Gretel opened a path for learning, and I followed it. I transcended my fears and chose to ride Gretel the day after Karen left. I have developed a new awareness about my fears and have reached a place where I can manage them in the moment and offer something positive to my horse, by finding the sureness to blend with her when those fears come up. When she offers to move, I do not shut her down but blend with her and go. To my surprise, she rewards me by swiftly Feeling back to me. Once afraid to ride in the arena, we have now taken our partnership to the trail. She is an amazing teacher.

The Gift of Feel

The two-day intensive is over, but the work and the spirit of the work live on inside of me, and my “girls”.  Airie can now canter on a loose rein and loves blazing across open fields together, which was once impossible. My big “crazy” Gretel comes running and bellowing (she’s very big in persona, too J) when she catches sight of me and pushes her way to the fence to be the first to work. My adorable Paint moves out like the wind on trails with joy and lightness.

I am transformed as well.
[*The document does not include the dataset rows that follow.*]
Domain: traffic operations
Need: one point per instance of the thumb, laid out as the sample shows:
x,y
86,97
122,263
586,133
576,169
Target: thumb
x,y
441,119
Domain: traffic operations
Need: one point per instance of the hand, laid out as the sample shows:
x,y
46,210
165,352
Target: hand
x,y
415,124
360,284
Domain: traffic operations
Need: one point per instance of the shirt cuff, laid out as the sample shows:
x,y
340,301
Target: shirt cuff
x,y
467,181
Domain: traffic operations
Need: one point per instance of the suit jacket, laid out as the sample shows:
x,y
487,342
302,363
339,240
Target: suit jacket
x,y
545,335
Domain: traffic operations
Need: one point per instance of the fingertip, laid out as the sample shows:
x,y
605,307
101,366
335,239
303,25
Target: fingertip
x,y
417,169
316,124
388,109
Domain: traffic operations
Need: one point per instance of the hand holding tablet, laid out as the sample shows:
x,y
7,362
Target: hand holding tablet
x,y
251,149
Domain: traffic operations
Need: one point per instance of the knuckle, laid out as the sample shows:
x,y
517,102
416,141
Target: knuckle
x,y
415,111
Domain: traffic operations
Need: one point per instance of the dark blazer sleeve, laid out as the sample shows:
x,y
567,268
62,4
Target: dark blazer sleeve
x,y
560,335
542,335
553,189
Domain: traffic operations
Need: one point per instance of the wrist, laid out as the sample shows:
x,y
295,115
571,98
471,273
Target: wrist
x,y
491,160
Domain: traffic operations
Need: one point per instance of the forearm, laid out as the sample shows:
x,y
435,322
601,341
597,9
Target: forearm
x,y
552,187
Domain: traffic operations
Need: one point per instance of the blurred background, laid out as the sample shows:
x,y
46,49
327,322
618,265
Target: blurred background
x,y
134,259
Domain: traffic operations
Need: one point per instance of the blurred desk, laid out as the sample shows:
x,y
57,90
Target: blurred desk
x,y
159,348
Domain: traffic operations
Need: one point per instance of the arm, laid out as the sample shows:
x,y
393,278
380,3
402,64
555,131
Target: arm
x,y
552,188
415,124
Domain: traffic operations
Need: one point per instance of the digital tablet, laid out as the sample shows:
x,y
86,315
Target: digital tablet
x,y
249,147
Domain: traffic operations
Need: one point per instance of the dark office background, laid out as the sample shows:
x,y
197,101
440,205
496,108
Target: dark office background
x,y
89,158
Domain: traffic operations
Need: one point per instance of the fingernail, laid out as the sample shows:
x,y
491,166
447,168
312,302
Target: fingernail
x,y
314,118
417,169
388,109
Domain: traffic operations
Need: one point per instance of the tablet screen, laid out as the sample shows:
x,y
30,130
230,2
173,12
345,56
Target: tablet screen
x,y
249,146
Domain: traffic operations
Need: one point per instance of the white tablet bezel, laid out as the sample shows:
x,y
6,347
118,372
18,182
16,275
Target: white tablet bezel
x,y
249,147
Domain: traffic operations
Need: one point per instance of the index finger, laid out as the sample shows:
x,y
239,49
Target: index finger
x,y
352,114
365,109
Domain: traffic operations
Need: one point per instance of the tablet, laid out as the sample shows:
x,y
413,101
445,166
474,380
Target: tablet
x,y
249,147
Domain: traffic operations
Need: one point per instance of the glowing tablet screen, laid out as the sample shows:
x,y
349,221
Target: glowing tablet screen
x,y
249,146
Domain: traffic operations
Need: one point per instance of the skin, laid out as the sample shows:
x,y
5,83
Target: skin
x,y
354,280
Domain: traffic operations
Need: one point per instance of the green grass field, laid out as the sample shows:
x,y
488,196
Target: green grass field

One of the biggest aha’s! was shining a light inside my own head to see the thoughts that limited what was possible. Crazy big mare? Lazy Paint?  Unwilling Hanoverian? Not at all. All proud and athletic partners eager to work with someone willing to put aside assumptions, ego, frustrations, and more, in order to Feel what was real inside of them.

  • I learned a new way of respect that, I believe, works hand-in-glove with love and compassion. For horse. For self.
  • I learned to suspend judgment in order to stay awake and alert in the moment.
  • I learned that maybe NOT having The Answer as to why a horse did what it did was nowhere near as valuable as staying with the question of “what’s real here? What is the horse reacting to/where are they coming from?” in order to co-create a solution with my horse.
  • I learned that devices and gimmicks are devices and gimmicks. For humans. Not the horse.
  • I re-learned that patience is gold.
  • I learned that if you put yourself in that blue-sky space of “What’s Possible?” amazing things will happen, and there is likely no turning back once you’re on the path of Feel.
  • I learned to ride with my whole self, through Feel.

I am grateful to Bill and Leslie for discovering and crafting this work, and sharing it with us all. I am deeply grateful to Karen for her endless energy, great listening skills, even greater observation skills, love of horses, terrific riding skills, sense of humor, and ability to sit through my meltdowns with a smile and encouragement.